Acknowledging that the industry has struggled through some of its worst days ever, the chairman of the National Cotton Council told delegates to its annual meeting that he sees better days ahead for U.S. cotton.
James Echols, a merchant from Memphis, Tenn., said he believes the U.S. cotton industry is on the threshold of economic recovery because it will be working under substantially improved farm policy and benefiting from improved retail demand for cotton products.
The NCC's immediate objective, the council chairman said, is “to finalize a new farm bill that will apply to this year's crop and will not impose additional significant restrictions on benefits.
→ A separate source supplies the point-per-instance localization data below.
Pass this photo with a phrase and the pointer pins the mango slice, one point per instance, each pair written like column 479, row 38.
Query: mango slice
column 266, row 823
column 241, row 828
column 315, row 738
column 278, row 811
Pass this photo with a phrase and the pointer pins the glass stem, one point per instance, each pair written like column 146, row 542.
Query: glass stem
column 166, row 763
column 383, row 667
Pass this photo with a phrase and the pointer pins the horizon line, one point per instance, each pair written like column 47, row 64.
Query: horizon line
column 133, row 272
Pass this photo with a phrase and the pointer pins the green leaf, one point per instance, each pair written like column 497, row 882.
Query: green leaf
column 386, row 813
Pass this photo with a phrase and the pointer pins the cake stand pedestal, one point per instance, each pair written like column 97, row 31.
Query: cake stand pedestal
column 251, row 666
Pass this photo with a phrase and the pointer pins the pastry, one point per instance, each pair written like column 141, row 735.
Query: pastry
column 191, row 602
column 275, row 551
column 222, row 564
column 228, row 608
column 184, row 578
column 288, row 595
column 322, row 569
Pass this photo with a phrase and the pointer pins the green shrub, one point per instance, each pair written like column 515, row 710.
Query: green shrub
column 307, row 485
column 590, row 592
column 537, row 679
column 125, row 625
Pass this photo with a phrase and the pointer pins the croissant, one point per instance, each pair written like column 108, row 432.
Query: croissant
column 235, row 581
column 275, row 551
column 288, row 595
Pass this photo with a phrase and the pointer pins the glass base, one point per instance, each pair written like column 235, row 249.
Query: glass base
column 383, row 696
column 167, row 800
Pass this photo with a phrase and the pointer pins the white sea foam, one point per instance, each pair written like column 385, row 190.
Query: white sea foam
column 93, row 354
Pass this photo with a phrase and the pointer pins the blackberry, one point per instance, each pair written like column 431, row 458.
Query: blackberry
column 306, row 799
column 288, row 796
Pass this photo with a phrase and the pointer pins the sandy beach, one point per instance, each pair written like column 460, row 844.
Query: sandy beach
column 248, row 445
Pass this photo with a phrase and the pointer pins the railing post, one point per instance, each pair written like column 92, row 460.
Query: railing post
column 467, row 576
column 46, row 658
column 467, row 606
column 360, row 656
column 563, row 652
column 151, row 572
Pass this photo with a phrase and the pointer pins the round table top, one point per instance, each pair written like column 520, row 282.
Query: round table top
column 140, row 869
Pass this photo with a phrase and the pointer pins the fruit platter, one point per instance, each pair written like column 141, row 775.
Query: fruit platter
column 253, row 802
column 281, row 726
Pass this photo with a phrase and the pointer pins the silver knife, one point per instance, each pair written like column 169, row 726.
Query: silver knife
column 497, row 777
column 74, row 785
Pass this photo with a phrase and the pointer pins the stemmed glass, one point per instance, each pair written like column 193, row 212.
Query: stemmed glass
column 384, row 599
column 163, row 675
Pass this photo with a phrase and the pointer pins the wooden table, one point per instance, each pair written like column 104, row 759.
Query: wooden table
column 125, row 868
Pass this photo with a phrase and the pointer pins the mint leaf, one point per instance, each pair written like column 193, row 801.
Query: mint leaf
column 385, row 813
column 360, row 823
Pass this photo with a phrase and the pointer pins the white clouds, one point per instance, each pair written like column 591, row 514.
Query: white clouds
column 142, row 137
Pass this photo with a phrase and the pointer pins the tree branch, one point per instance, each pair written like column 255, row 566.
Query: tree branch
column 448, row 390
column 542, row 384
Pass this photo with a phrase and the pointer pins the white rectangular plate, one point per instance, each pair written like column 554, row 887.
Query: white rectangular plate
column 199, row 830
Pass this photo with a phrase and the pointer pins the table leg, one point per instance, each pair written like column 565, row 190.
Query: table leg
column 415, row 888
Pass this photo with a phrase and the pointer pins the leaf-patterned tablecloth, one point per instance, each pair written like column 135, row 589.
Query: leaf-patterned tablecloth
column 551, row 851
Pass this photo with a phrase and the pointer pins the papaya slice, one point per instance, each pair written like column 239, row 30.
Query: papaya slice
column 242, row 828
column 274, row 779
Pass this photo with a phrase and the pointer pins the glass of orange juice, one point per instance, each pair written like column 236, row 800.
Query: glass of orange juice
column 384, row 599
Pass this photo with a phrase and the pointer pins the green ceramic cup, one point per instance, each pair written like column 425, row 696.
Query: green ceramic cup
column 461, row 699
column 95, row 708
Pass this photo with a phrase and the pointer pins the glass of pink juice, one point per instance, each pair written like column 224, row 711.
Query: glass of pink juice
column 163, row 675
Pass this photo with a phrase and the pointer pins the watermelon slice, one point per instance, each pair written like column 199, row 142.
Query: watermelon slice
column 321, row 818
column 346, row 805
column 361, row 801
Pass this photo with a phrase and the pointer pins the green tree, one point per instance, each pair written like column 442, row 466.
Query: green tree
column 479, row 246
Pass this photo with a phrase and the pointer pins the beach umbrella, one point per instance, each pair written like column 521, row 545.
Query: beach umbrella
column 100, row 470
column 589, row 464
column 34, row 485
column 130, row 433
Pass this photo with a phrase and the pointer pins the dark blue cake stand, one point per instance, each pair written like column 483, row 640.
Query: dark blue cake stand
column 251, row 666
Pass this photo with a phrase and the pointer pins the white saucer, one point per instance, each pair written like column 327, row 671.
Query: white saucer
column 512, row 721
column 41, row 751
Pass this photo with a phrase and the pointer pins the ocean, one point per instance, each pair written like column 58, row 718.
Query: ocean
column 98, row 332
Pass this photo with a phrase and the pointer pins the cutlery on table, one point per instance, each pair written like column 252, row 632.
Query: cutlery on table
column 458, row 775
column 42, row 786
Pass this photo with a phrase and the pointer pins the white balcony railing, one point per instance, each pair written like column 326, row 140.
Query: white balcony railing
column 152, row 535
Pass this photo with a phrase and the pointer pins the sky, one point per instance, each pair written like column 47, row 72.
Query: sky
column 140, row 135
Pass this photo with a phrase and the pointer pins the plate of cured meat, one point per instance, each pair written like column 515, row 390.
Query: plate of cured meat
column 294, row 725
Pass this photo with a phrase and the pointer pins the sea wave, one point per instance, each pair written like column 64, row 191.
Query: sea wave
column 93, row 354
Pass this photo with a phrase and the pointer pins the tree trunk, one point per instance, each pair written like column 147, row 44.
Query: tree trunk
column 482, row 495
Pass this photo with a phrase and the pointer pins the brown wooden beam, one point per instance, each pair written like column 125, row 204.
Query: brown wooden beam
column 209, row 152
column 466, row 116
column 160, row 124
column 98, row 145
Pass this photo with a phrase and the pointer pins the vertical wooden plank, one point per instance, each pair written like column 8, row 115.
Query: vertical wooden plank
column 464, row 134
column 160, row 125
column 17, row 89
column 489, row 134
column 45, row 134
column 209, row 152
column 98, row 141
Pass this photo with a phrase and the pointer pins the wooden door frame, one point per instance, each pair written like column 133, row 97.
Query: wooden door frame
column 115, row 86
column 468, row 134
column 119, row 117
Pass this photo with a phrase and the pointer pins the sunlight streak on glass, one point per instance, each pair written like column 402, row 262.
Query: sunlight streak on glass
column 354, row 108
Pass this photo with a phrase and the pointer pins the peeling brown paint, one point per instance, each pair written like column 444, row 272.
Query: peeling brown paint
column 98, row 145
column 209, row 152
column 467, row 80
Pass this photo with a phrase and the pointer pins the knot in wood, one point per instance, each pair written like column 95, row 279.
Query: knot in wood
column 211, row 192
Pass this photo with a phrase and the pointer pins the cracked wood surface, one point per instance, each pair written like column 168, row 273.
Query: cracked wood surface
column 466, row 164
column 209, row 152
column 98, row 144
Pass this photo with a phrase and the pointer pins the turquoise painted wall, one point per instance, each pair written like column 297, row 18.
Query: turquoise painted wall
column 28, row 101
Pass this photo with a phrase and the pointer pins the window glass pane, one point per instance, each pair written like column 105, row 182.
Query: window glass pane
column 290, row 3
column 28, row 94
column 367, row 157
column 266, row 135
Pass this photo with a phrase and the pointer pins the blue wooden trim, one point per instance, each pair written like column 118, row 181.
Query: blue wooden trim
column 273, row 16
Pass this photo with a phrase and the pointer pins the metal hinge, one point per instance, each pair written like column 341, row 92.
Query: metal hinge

I remain optimistic that we can achieve this short-term objective.”
Noting that the U.S. retail market for cotton textile products fell by about 1 million bale equivalents in 2001, Echols said the NCC also will press hard to solidify Bush administration support for textile trade provisions that are favorable to the U.S. textile industry in every trade agreement under consideration.
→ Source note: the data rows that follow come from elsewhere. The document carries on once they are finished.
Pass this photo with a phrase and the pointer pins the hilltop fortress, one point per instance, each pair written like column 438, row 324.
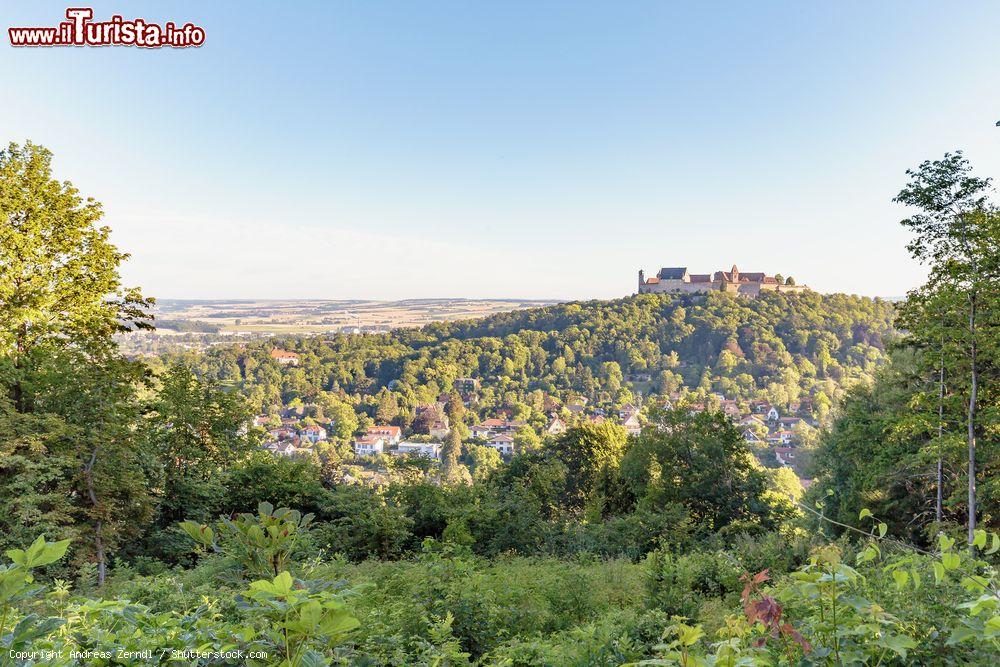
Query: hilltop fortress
column 677, row 279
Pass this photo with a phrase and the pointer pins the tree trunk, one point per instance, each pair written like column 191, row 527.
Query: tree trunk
column 973, row 395
column 88, row 473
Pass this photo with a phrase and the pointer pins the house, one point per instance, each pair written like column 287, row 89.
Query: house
column 440, row 428
column 286, row 448
column 785, row 456
column 282, row 433
column 494, row 426
column 480, row 431
column 632, row 425
column 556, row 427
column 431, row 450
column 369, row 445
column 678, row 279
column 391, row 434
column 502, row 443
column 466, row 387
column 627, row 411
column 313, row 433
column 284, row 357
column 780, row 437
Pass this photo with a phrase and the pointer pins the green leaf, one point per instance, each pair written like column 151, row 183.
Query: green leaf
column 951, row 561
column 898, row 644
column 52, row 552
column 979, row 539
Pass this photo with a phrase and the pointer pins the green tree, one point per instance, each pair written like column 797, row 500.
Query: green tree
column 59, row 280
column 701, row 462
column 957, row 233
column 592, row 454
column 198, row 432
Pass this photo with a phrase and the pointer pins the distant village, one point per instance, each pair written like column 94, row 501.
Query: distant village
column 768, row 432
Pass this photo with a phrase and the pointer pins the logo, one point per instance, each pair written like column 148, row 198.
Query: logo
column 81, row 30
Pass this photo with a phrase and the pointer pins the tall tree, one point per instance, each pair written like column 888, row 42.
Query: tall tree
column 957, row 232
column 61, row 302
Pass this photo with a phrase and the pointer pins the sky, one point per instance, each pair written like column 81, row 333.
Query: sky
column 392, row 150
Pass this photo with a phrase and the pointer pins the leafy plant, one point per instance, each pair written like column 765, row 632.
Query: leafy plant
column 263, row 543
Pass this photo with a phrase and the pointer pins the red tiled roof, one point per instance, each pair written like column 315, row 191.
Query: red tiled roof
column 384, row 430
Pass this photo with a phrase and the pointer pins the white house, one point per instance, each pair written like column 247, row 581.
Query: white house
column 391, row 434
column 431, row 450
column 369, row 445
column 502, row 443
column 313, row 433
column 632, row 424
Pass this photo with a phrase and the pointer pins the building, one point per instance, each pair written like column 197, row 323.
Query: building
column 678, row 279
column 556, row 427
column 494, row 426
column 785, row 456
column 391, row 434
column 313, row 433
column 502, row 443
column 284, row 357
column 632, row 425
column 369, row 445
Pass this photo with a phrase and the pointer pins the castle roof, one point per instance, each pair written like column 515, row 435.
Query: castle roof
column 672, row 273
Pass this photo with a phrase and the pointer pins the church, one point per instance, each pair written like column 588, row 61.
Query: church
column 678, row 279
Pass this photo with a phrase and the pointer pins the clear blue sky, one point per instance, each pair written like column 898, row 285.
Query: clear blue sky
column 506, row 149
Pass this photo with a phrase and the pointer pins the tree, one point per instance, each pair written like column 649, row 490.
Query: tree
column 701, row 462
column 198, row 431
column 592, row 454
column 957, row 233
column 61, row 302
column 450, row 472
column 484, row 460
column 59, row 280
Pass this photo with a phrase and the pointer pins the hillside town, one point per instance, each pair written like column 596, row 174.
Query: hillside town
column 746, row 283
column 775, row 436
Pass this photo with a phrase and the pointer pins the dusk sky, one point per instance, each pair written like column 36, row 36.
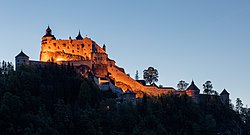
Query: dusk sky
column 182, row 39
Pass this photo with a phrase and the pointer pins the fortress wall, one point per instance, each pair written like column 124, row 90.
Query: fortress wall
column 77, row 63
column 74, row 47
column 100, row 58
column 59, row 56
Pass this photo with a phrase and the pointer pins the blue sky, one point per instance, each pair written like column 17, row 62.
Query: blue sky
column 184, row 40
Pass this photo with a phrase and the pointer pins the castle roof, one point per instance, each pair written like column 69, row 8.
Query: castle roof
column 224, row 92
column 79, row 36
column 48, row 33
column 193, row 87
column 22, row 54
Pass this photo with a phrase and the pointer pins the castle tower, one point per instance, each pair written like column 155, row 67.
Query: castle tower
column 104, row 47
column 79, row 36
column 224, row 96
column 194, row 92
column 21, row 59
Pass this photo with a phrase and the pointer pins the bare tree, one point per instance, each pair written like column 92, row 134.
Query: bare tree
column 150, row 75
column 208, row 88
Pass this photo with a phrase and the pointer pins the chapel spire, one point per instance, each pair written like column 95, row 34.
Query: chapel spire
column 79, row 36
column 48, row 31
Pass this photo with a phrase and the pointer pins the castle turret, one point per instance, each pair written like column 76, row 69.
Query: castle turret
column 21, row 59
column 79, row 36
column 48, row 34
column 104, row 47
column 224, row 96
column 194, row 92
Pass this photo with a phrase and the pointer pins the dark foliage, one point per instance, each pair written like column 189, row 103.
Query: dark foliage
column 56, row 100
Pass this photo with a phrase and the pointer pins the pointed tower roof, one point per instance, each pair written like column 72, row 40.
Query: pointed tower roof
column 192, row 86
column 22, row 54
column 79, row 36
column 224, row 92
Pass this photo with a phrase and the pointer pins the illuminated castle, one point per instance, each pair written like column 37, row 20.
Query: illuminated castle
column 84, row 52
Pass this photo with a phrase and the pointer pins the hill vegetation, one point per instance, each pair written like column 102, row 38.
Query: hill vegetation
column 56, row 100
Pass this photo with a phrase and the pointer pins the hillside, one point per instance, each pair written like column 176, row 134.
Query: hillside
column 56, row 100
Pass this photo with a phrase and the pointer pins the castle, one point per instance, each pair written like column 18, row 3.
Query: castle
column 86, row 53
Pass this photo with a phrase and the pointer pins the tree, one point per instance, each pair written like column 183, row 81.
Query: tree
column 239, row 105
column 208, row 88
column 182, row 85
column 150, row 75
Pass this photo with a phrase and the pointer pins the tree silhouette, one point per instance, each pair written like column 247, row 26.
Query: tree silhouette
column 150, row 75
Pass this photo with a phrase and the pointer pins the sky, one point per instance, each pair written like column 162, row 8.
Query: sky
column 183, row 39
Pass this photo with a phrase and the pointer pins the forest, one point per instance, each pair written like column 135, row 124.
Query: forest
column 56, row 100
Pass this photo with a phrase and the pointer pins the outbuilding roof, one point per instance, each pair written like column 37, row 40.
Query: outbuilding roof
column 22, row 54
column 193, row 87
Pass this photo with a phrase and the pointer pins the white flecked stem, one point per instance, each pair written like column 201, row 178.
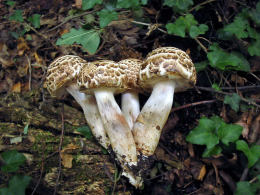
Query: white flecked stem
column 117, row 128
column 130, row 107
column 91, row 112
column 119, row 133
column 152, row 118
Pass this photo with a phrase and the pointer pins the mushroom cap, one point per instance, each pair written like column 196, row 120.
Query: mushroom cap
column 61, row 72
column 132, row 67
column 103, row 74
column 167, row 63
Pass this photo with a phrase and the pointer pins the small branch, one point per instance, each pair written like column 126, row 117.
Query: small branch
column 42, row 168
column 70, row 18
column 255, row 76
column 60, row 147
column 250, row 102
column 244, row 88
column 200, row 4
column 193, row 104
column 40, row 34
column 201, row 45
column 30, row 72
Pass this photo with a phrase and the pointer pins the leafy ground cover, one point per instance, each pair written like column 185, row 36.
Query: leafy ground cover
column 210, row 144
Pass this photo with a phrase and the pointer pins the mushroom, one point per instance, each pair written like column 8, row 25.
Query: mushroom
column 61, row 78
column 104, row 78
column 129, row 99
column 166, row 70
“I am pleased that the council has been asked to be the coordinating organization for the Textile Alliance, a group formed several years ago to foster consensus-building and coordinated action on textile trade issues,” he said. “To our textile members, I would say that we will take that coordinating role seriously and will work very hard to help the organization deliver on its defined mission.”
Trade issues priority
Echols said international trade issues would be among the NCC's highest priorities in the months ahead. Among those will be attention to a new World Trade Organization round, renewal and expansion of the Andean Trade Pact and discussions on a Free Trade Agreement of the Americas.
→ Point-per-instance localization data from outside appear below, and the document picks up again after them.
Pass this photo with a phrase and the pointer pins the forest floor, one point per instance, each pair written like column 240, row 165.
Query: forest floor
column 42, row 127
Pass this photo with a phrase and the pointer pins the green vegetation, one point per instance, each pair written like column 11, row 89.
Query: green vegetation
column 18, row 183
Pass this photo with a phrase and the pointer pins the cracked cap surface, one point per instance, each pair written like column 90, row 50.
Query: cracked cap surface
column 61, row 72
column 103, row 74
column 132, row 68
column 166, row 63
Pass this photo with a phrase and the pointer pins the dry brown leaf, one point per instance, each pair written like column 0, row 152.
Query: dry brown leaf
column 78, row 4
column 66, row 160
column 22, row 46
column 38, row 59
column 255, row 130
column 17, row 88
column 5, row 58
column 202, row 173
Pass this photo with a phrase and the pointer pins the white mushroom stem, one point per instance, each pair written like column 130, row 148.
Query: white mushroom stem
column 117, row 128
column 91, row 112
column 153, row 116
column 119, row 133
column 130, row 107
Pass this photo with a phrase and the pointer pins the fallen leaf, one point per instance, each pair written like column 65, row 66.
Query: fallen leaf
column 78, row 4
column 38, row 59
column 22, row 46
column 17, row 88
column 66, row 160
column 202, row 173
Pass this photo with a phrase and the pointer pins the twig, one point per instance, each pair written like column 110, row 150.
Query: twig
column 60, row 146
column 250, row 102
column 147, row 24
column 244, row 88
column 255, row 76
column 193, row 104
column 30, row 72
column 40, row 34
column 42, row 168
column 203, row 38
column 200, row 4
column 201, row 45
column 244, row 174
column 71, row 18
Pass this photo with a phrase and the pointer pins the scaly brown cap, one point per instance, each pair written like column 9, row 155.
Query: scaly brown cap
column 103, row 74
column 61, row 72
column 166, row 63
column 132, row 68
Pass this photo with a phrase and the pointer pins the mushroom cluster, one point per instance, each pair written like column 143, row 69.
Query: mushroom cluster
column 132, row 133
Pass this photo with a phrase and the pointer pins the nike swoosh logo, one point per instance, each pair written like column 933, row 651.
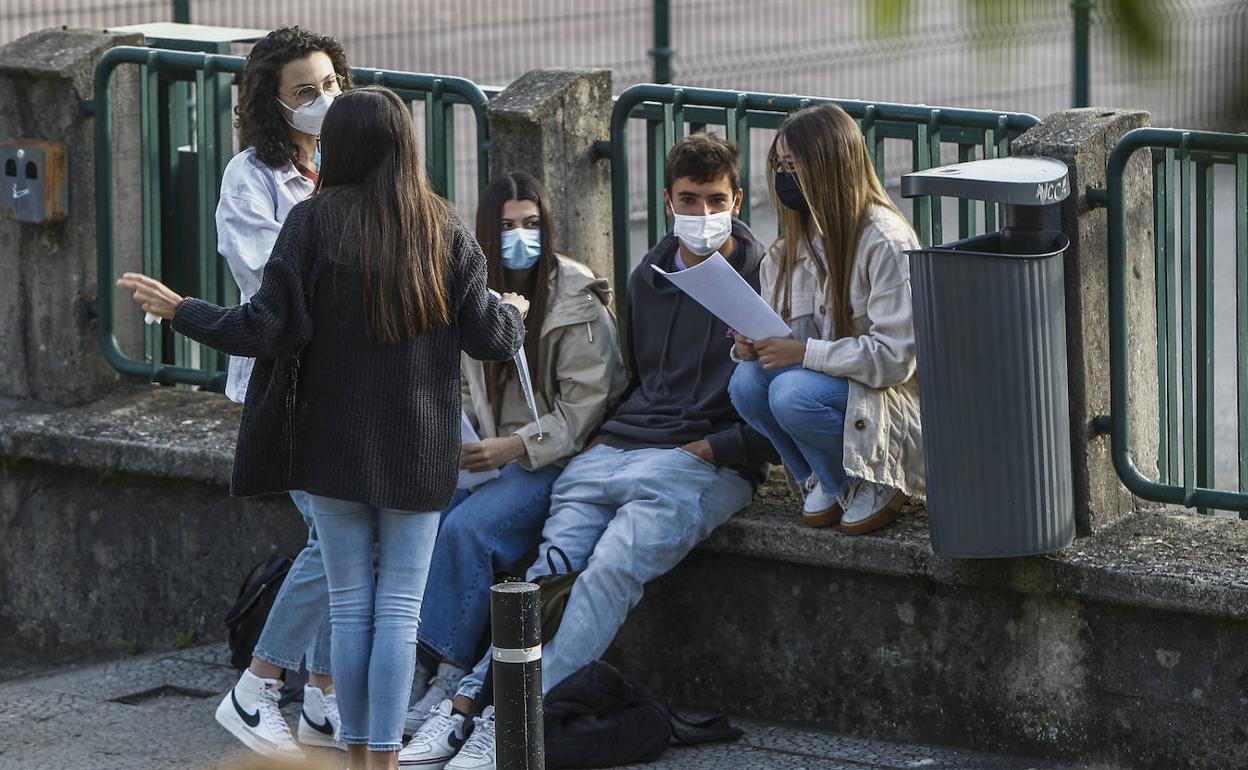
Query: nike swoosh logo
column 323, row 729
column 251, row 719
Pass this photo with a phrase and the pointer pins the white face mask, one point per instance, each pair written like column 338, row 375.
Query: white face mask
column 703, row 235
column 308, row 117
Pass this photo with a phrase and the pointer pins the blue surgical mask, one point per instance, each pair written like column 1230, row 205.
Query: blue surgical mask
column 522, row 248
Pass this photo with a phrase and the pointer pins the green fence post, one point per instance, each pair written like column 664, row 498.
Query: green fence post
column 1081, row 11
column 662, row 50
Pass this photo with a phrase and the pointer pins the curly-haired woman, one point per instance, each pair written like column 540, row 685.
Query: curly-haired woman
column 292, row 76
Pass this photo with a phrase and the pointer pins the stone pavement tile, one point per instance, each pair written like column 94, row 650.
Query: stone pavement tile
column 879, row 754
column 70, row 720
column 738, row 756
column 210, row 654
“The cotton industry has a major stake in the outcome of these initiatives,” he said.
For the longer term, Echols said the U.S. cotton industry must ensure “our government does not unilaterally discontinue or disproportionately reduce assistance for our farmers.”
He said he believed that: 1) agricultural subsidies will still flourish worldwide and pressure will continue on reducing them, especially those considered to be trade distorting, and 2) farm policy will be on-going rather than every five years or so and linked to international trade initiatives and other national priorities.
“In the future, I believe we should become more proactive in integrating farm policy with rural development and environmental preservation,” Echols said. “To some extent, this simply means that we need to do a better job of making all interests understand that good farm policy should be the leading component of progressive rural development and good farm policy does make a valuable contribution to environmental preservation.”
In recapping 2001 activity, Echols said the NCC worked to restore industry profitability in an economic climate that saw domestic mill consumption drop to the lowest level and carryover stocks rise to the highest level since the mid-1980s; 124 textile mills close with a corresponding loss of 60,000 jobs; and New York prices fall to 30 cents during harvest season.
“If not for the marked improvement in export sales of raw cotton, our industry would be in even worse shape,” he said. The 9.8-million bale export estimate for this marketing year, he noted, will be the highest in 75 years and will boost U.S. cotton's share of world cotton trade to 34 percent, compared to the normal 25 percent.
Among NCC achievements in 2001:
Seeing that most of U.S. cotton's priorities were included in a House-passed farm bill and in the bill passed by the Senate Agriculture Committee.
Advancing Caribbean Basin Trade Preferences Act implementation and lessening the impact on U.S. textiles of other trade initiatives, including China's accession to the WTO.